Film de guerre réalisé par un cinéaste génial qui n'avait pas redonné de ses nouvelles sur grand écran depuis une vingtaine d'années, La Ligne rouge atteint des sommets dans un genre que l'on croyait parvenu à son apothéose depuis Il faut sauver le soldat Ryan de Steven Spielberg.
Durant près de trois heures, Terrence Malick nous conte la déconfitures des soldats américains sur l'île de Guadalcanal, face à un ennemi japonais terré dans les hautes herbes de ce paradis terrestre. Et, le cinéaste s'attarde particulièrement sur la nature qui constitue son décor. Il débute d'ailleurs son film par des images de nature: un crocodile se prélasse dans un lagon, des singes batifolent dans les arbres, des oiseaux traversent un ciel d'azur, etc. Et il nous montre de façon intelligente les habitants de l'île, vivant totalement en dehors de ce qui se passe dans leur région. Dans une scène magnifique, une section américaine à l'affût croise un Mélanésien qui ne les remarque même pas. Durant tout le film, ces vues de nature sont récurrentes et viennent s'intercaler dans les séquences de guerre pure.

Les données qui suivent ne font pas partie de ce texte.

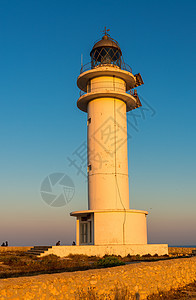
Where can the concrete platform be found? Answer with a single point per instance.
(102, 250)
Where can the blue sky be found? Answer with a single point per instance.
(40, 124)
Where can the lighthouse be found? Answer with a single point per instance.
(107, 93)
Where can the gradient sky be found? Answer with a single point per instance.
(40, 124)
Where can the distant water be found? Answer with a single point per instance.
(184, 246)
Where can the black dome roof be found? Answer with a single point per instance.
(106, 41)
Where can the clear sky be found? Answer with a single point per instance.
(41, 126)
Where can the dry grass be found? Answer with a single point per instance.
(14, 264)
(123, 293)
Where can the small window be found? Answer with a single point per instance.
(88, 121)
(89, 168)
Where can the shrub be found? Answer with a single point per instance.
(147, 255)
(109, 261)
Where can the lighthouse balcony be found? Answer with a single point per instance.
(89, 66)
(132, 101)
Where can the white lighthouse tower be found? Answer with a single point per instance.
(107, 95)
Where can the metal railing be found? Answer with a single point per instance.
(106, 88)
(88, 67)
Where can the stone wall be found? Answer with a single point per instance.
(7, 249)
(122, 250)
(143, 278)
(180, 250)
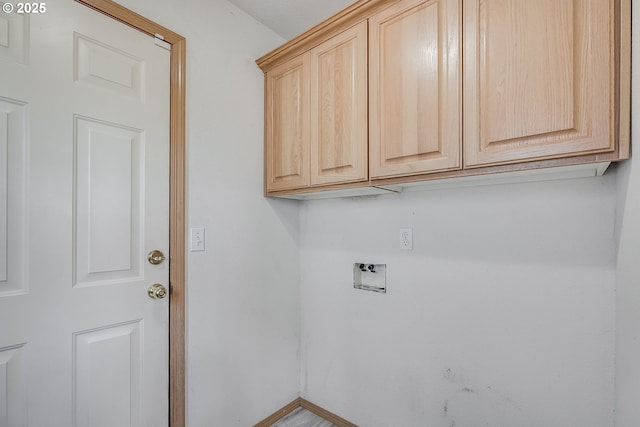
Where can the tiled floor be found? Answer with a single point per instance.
(302, 418)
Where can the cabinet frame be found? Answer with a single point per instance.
(364, 9)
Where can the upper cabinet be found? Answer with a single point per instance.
(339, 108)
(316, 115)
(538, 79)
(388, 93)
(414, 88)
(287, 125)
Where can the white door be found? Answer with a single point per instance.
(84, 173)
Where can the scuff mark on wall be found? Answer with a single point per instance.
(468, 403)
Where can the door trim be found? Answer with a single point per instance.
(177, 216)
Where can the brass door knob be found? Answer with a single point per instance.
(157, 291)
(155, 257)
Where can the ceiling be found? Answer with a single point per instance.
(288, 18)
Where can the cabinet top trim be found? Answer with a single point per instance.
(347, 17)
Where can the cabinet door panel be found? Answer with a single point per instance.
(414, 88)
(287, 125)
(339, 108)
(538, 80)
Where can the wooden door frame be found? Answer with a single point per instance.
(177, 217)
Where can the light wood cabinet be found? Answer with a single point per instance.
(316, 115)
(538, 79)
(287, 125)
(414, 72)
(390, 93)
(339, 108)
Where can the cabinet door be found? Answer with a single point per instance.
(339, 108)
(538, 79)
(414, 104)
(287, 125)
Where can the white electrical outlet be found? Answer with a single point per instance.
(406, 239)
(197, 239)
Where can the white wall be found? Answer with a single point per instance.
(502, 315)
(243, 297)
(628, 267)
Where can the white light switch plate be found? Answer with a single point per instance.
(406, 239)
(197, 239)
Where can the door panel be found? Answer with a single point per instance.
(339, 108)
(13, 116)
(117, 351)
(86, 157)
(414, 88)
(534, 74)
(13, 396)
(109, 168)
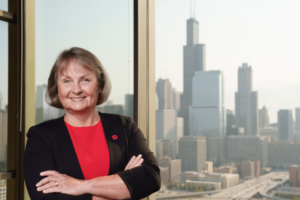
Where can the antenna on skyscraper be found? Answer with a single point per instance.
(195, 9)
(191, 9)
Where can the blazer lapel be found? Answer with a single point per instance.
(68, 163)
(116, 141)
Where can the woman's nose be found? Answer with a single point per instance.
(77, 88)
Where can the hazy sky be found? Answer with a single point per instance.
(263, 33)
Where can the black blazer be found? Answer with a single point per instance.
(49, 147)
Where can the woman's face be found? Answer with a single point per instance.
(78, 88)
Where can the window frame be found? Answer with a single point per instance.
(144, 72)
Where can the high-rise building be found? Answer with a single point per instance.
(240, 148)
(264, 118)
(207, 113)
(285, 125)
(192, 152)
(164, 93)
(215, 149)
(294, 172)
(246, 102)
(129, 105)
(166, 127)
(166, 148)
(193, 60)
(282, 154)
(297, 120)
(231, 127)
(173, 165)
(250, 168)
(176, 98)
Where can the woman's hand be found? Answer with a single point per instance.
(61, 183)
(57, 182)
(134, 162)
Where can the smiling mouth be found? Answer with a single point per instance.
(77, 99)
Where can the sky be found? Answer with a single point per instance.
(262, 33)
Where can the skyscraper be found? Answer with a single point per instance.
(193, 60)
(129, 105)
(193, 153)
(246, 102)
(164, 93)
(166, 124)
(297, 123)
(285, 125)
(207, 112)
(264, 118)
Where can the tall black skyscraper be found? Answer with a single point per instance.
(193, 60)
(246, 102)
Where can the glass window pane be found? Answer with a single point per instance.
(3, 101)
(105, 28)
(228, 97)
(4, 5)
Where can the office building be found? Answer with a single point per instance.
(164, 174)
(227, 180)
(228, 168)
(285, 125)
(215, 149)
(297, 120)
(246, 102)
(209, 167)
(207, 112)
(166, 127)
(264, 118)
(129, 105)
(174, 167)
(294, 172)
(179, 131)
(164, 93)
(176, 98)
(193, 153)
(231, 127)
(282, 154)
(240, 148)
(250, 168)
(166, 148)
(193, 60)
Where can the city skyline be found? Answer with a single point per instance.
(231, 41)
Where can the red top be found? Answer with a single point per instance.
(91, 149)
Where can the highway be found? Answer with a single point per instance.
(246, 189)
(251, 187)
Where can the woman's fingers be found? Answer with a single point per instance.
(46, 186)
(129, 163)
(134, 162)
(46, 180)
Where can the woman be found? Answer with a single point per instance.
(86, 155)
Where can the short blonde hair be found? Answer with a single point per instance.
(87, 60)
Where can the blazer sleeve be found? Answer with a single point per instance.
(143, 180)
(38, 157)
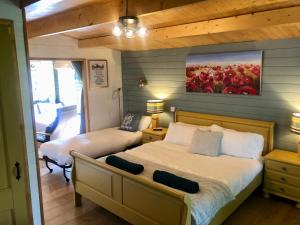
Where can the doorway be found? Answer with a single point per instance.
(57, 90)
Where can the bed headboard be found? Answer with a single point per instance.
(264, 128)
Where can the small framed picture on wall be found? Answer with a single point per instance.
(98, 74)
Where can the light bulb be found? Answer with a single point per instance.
(117, 31)
(142, 31)
(129, 33)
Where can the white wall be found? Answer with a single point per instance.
(102, 107)
(9, 9)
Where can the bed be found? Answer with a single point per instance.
(93, 144)
(140, 201)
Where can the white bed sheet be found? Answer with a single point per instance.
(236, 173)
(94, 144)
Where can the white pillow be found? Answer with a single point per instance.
(144, 122)
(206, 128)
(180, 134)
(206, 143)
(240, 144)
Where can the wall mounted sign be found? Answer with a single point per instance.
(225, 73)
(98, 73)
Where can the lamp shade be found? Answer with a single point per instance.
(295, 124)
(155, 106)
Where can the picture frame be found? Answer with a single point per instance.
(234, 73)
(98, 73)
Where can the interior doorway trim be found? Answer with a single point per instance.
(85, 83)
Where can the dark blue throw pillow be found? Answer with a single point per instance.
(131, 122)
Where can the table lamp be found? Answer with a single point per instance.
(295, 126)
(155, 107)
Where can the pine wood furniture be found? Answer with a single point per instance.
(150, 135)
(282, 175)
(142, 201)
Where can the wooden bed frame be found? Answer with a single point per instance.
(141, 201)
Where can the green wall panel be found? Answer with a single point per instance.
(165, 72)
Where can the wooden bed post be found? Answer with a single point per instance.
(77, 199)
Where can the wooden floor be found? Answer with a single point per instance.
(59, 208)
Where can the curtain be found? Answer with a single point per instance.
(77, 65)
(56, 85)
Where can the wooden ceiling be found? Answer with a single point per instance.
(170, 23)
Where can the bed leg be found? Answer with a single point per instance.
(50, 170)
(77, 199)
(65, 176)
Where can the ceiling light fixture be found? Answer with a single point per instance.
(129, 26)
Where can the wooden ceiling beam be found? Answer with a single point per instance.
(96, 13)
(25, 3)
(265, 33)
(191, 13)
(248, 22)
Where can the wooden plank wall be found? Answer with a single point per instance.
(165, 72)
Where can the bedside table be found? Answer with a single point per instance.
(282, 175)
(150, 135)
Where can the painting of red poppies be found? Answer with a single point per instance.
(225, 73)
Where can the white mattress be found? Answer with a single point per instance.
(236, 173)
(94, 144)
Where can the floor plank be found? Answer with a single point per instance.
(59, 208)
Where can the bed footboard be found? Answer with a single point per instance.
(136, 199)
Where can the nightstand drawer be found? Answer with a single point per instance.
(283, 189)
(151, 137)
(283, 167)
(283, 178)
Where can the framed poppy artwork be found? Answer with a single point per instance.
(225, 73)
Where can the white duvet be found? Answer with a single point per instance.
(234, 172)
(94, 144)
(220, 178)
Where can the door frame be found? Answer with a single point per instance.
(84, 82)
(22, 151)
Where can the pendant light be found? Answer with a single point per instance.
(128, 26)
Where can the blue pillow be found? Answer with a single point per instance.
(131, 122)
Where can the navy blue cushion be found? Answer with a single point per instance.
(131, 122)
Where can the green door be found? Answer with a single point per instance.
(14, 200)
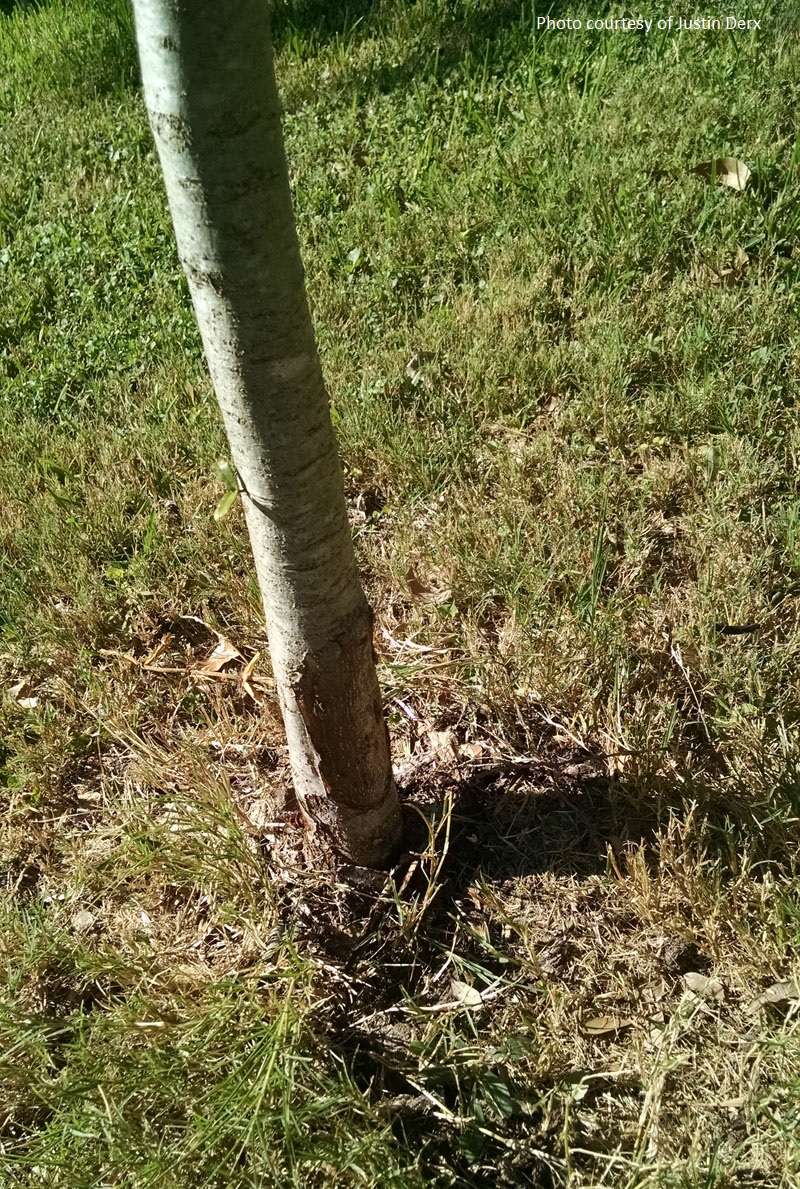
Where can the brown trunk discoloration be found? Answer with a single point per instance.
(336, 685)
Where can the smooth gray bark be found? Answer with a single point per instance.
(213, 106)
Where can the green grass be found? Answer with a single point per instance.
(571, 459)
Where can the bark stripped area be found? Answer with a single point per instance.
(213, 105)
(353, 797)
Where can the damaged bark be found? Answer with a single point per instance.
(213, 106)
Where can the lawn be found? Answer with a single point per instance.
(564, 369)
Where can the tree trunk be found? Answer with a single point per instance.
(213, 106)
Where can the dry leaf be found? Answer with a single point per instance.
(779, 994)
(21, 696)
(416, 585)
(466, 994)
(699, 983)
(729, 276)
(726, 170)
(604, 1025)
(161, 647)
(222, 655)
(443, 744)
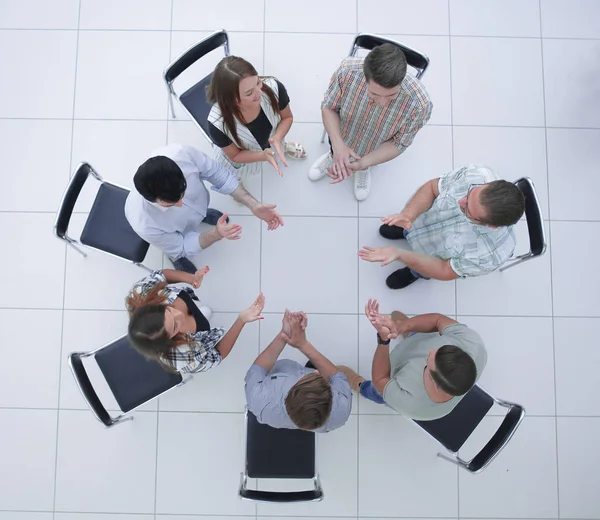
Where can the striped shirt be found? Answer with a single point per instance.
(445, 232)
(363, 124)
(201, 353)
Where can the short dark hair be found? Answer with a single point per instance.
(385, 65)
(160, 178)
(504, 203)
(309, 402)
(455, 371)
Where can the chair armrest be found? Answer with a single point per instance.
(87, 390)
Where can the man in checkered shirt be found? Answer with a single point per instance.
(372, 111)
(458, 225)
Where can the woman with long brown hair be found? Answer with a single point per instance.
(167, 325)
(250, 117)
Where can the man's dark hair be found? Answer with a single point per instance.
(455, 371)
(503, 202)
(385, 65)
(309, 402)
(160, 178)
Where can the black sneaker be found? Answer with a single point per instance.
(185, 265)
(400, 279)
(212, 216)
(391, 232)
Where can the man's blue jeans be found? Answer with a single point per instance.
(367, 390)
(414, 273)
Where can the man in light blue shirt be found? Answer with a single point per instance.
(284, 394)
(170, 201)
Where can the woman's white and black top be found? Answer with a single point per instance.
(201, 354)
(255, 135)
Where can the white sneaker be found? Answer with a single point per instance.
(320, 166)
(206, 311)
(362, 184)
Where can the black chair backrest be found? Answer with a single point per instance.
(455, 428)
(70, 198)
(133, 379)
(499, 439)
(85, 385)
(413, 58)
(278, 452)
(194, 100)
(194, 53)
(533, 214)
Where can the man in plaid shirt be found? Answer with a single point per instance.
(458, 225)
(372, 111)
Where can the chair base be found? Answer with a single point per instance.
(256, 495)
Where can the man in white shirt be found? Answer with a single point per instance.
(170, 201)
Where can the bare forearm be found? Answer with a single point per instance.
(243, 197)
(247, 156)
(269, 356)
(384, 153)
(174, 276)
(428, 266)
(331, 120)
(209, 238)
(228, 341)
(421, 201)
(433, 322)
(283, 128)
(381, 368)
(325, 367)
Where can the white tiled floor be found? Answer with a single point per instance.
(515, 85)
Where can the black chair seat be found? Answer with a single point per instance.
(132, 378)
(107, 228)
(194, 100)
(535, 223)
(454, 429)
(278, 452)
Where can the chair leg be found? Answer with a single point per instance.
(142, 266)
(72, 244)
(172, 105)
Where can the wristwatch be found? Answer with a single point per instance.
(380, 340)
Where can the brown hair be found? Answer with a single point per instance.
(224, 89)
(504, 203)
(385, 65)
(455, 371)
(309, 402)
(147, 325)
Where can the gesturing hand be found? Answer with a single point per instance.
(372, 313)
(398, 219)
(267, 213)
(228, 231)
(385, 255)
(297, 336)
(341, 163)
(198, 276)
(270, 158)
(252, 313)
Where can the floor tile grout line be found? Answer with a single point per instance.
(296, 122)
(62, 328)
(551, 266)
(320, 33)
(453, 167)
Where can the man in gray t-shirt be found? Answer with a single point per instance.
(284, 394)
(428, 373)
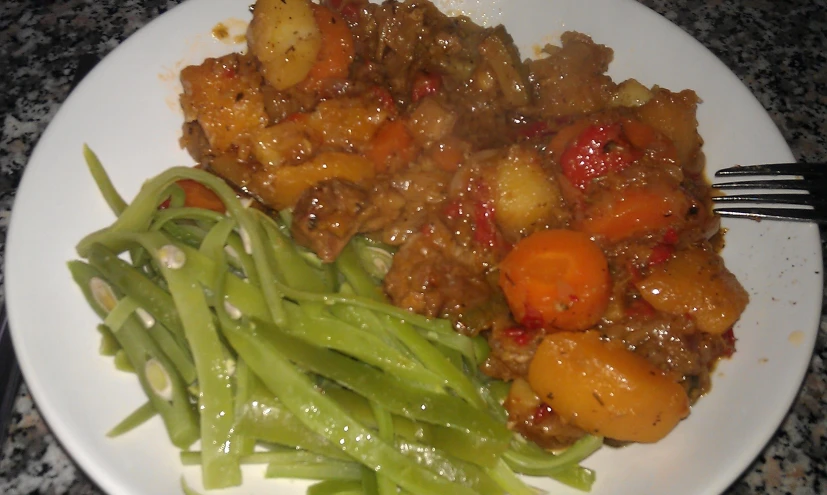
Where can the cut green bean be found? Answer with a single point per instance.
(104, 183)
(281, 456)
(109, 344)
(160, 381)
(392, 393)
(322, 415)
(335, 335)
(324, 470)
(136, 418)
(131, 282)
(218, 441)
(336, 487)
(122, 362)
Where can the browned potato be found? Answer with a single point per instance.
(695, 282)
(606, 389)
(222, 95)
(525, 196)
(572, 79)
(673, 114)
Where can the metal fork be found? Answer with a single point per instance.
(805, 184)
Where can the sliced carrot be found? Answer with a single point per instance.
(337, 49)
(392, 141)
(630, 212)
(197, 195)
(559, 277)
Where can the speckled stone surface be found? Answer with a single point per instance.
(777, 48)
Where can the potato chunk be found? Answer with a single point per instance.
(223, 95)
(572, 79)
(696, 283)
(525, 196)
(285, 38)
(673, 114)
(605, 389)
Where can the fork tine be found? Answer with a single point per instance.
(809, 185)
(780, 198)
(796, 214)
(775, 169)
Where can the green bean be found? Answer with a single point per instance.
(509, 481)
(218, 440)
(243, 388)
(166, 391)
(529, 459)
(350, 266)
(157, 302)
(130, 281)
(375, 257)
(290, 265)
(122, 362)
(389, 391)
(109, 344)
(336, 335)
(448, 440)
(456, 470)
(265, 418)
(325, 417)
(104, 183)
(136, 418)
(281, 456)
(320, 470)
(138, 216)
(336, 487)
(384, 420)
(434, 360)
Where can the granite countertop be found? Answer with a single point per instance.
(778, 48)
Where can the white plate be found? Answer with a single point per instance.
(126, 109)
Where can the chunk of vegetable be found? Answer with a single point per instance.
(605, 389)
(288, 183)
(597, 151)
(199, 196)
(282, 143)
(391, 147)
(524, 194)
(628, 212)
(336, 51)
(558, 278)
(673, 114)
(631, 93)
(223, 96)
(696, 282)
(285, 38)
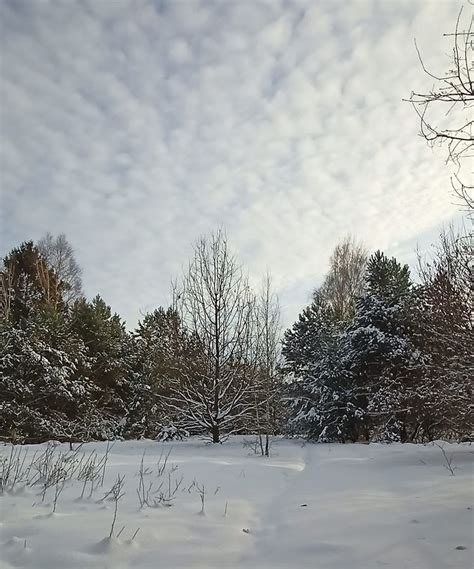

Aidé par son directeur de la photographie John Toll (Oscar pour Légende d'automne et Braveheart), Malick joue la carte de l'élégance. Les mouvement de caméra amples et souples contrastent avec un montage au cordeau dans les séquences de combat. A vrai dire, on ne peut pas vraiment parler de scènes de combat, car le film décrit plutôt l'attente des soldats. Et là le réalisateur, qui a gagné sa vie comme professeur de philosophie, s'attarde longuement sur ce qui se passe dans l'esprit de ses soldats.
Pour ce faire, il utilise brillamment le difficile procédé de la voix off. Chaque soldat a son moment de réflexion. On les entend exposer leurs impressions et surtout leurs peurs. Par cet aspect original, La ligne rouge devient œuvre philosophique. Dans le même esprit, Malick nous sert des flashes back intelligents dans lesquels les différentes femmes de soldats sont toutes incarnées par la même actrice, comme s'il voulait renforcer l'idée de la femme unique imaginée par les militaires.
Comme il l'avait déjà démontré dans ses deux premiers films, Bad Lands et Les moissons du ciel (Days of Heaven), Malick prouve une nouvelle fois qu'il est un directeurs d'acteurs hors paire. Les vétérans Sean Penn, Woody Harrelson, Nick Nolte, John Travolta, George Clooney, John Savage, Elias Koteas, John Cusack et les jeunes Jim Caviezel, Ben Chaplin, Adrien Brody et John C. Reilly sont tous très bons. Certains auraient vendu père et mère pour tourner dans un film de Malick qui se comporte sur ses tournages comme un père de famille.
Ajoutez à cela des décors somptueux de Jack Fisk et une musique inspirée de Hans Zimmer, et vous obtenez un monument du Septième Art à ne pas manquer.